А эгоистические ожидания некоторых женщин...... :Smilie:  Можно подумать. эгоистических ожиданий у мужчин не бывает :Smilie:  Что тольку потом рассказывать, что все это была сплошная Дхарма, если один человек не смог Асилить, так и нечего его в такие отношения и тянуть. Вот поэтому надо бы проверить партнера как следует, и не открывать дверь кому попало, когда ходишь в неглиже. И ни за что не поверю, что мудрый человек не распознал бы некоторые знаки заранее. Чтоб не платить и не получать пятно на репутацию потом.

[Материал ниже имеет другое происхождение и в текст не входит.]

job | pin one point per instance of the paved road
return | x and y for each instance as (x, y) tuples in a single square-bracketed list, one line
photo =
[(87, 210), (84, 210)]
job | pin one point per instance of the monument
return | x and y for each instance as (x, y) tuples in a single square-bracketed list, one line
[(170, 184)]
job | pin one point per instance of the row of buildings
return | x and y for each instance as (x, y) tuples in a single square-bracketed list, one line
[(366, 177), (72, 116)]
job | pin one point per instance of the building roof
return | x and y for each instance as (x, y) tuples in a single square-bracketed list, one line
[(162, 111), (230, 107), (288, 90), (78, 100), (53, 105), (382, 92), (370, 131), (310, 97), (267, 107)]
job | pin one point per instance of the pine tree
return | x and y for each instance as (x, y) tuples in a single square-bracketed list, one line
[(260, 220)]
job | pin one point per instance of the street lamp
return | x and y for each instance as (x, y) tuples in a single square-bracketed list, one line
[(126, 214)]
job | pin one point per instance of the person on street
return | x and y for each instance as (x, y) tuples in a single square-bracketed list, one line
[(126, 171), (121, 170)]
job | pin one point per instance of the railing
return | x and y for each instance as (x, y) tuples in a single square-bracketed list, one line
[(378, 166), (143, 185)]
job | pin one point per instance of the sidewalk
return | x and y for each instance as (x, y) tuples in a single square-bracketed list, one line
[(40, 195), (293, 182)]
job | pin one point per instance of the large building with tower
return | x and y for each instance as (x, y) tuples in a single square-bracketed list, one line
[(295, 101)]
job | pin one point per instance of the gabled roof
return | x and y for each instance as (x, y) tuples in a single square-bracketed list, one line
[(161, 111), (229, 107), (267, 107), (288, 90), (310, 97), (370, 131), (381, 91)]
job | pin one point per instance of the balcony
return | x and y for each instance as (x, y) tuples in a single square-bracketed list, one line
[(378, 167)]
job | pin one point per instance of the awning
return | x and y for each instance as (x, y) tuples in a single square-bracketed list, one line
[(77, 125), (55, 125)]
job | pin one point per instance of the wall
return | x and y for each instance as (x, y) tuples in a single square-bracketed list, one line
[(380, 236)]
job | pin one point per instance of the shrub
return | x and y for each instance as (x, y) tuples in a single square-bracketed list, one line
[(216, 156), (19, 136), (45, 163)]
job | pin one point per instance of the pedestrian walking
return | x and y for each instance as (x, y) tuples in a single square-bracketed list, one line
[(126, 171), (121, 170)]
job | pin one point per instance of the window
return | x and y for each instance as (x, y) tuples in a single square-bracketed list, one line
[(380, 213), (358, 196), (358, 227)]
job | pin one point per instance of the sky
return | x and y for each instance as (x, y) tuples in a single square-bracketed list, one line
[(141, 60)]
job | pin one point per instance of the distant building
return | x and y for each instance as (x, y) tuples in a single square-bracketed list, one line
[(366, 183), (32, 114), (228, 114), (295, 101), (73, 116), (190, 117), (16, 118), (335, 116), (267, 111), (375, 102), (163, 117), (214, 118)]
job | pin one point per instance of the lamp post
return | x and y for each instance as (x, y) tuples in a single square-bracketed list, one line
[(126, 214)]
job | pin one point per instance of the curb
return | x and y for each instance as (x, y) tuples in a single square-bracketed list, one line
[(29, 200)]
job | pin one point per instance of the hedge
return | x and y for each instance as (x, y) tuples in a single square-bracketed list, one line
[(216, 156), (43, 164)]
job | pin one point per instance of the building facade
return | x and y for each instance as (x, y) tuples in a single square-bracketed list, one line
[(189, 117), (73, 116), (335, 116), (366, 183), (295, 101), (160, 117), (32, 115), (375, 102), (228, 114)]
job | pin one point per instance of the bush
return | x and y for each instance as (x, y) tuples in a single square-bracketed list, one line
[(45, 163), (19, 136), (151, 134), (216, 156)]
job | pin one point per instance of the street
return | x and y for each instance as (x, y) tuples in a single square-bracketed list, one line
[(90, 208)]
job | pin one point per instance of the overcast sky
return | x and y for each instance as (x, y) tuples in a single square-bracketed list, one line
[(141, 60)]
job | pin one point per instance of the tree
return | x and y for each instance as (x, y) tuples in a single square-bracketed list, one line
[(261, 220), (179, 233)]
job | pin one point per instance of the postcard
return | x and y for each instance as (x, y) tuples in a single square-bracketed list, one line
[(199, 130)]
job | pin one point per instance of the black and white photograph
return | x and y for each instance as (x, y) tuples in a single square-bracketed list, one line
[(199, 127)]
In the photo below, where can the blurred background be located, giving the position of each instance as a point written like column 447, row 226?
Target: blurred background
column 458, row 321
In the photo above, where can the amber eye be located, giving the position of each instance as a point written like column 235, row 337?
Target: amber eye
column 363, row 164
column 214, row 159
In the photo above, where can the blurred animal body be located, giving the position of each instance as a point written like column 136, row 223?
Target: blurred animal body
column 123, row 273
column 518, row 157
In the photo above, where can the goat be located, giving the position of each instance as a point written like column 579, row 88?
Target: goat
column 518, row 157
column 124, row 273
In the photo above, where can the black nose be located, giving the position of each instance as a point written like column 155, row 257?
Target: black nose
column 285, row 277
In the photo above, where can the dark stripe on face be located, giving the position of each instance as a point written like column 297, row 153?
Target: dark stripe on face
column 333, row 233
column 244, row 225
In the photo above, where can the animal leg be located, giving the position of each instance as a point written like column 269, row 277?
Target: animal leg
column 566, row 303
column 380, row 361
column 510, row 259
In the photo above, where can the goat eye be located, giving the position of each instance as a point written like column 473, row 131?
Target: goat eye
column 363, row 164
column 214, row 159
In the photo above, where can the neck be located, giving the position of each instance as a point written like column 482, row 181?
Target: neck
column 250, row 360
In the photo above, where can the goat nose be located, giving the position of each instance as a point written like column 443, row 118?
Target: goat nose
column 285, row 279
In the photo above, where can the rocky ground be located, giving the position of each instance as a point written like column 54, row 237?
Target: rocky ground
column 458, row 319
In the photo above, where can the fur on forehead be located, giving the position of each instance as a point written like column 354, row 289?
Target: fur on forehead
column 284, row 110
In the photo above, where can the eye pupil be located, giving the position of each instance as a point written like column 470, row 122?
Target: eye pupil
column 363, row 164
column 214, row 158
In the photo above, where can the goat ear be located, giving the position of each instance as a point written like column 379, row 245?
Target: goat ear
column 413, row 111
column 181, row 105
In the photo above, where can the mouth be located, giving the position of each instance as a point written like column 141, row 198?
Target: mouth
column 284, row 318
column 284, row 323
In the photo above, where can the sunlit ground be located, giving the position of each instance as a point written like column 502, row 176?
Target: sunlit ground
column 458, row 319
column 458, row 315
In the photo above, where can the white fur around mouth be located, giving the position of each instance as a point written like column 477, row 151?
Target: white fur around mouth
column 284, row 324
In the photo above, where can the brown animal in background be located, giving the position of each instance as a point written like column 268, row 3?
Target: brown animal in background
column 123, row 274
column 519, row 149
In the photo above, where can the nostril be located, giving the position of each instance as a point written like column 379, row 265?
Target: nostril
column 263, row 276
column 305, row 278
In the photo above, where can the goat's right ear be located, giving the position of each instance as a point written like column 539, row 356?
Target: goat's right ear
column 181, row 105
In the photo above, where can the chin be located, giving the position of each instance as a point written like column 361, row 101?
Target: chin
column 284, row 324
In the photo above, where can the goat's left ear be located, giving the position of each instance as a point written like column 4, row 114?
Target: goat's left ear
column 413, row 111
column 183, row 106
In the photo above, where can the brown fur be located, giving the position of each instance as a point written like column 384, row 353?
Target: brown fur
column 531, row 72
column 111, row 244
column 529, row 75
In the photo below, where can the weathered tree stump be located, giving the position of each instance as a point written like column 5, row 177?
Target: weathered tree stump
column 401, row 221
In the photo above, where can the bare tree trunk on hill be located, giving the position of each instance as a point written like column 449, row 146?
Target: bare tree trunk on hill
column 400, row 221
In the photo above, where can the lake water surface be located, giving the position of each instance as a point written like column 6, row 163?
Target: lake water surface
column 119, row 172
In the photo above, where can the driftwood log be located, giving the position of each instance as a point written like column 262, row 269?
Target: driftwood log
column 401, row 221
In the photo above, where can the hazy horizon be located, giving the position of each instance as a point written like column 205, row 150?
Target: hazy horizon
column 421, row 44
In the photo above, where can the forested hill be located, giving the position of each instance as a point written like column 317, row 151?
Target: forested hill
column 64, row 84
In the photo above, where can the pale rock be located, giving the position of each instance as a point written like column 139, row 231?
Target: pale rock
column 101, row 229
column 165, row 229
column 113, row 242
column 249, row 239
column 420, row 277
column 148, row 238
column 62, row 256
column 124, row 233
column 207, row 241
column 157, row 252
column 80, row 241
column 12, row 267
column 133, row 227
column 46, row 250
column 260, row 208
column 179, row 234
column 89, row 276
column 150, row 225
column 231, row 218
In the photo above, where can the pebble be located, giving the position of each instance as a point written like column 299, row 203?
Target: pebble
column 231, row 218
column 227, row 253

А эго своих учениц, думаю, можно убивать как-то иначе :Smilie:

----------

О-сэл Лхундруб (15.02.2012), Цхултрим Тращи (15.02.2012)

----------


## Пема Дролкар

Вообще-то у многих лам немонахов есть конкретные жены, и любые западные толки об этом сразу разбиваются об этот факт. :Smilie:  ЧТо касается партнеров, то порой их лучше искать вообще в другой среде, которая не относится к профессиональной деятельности.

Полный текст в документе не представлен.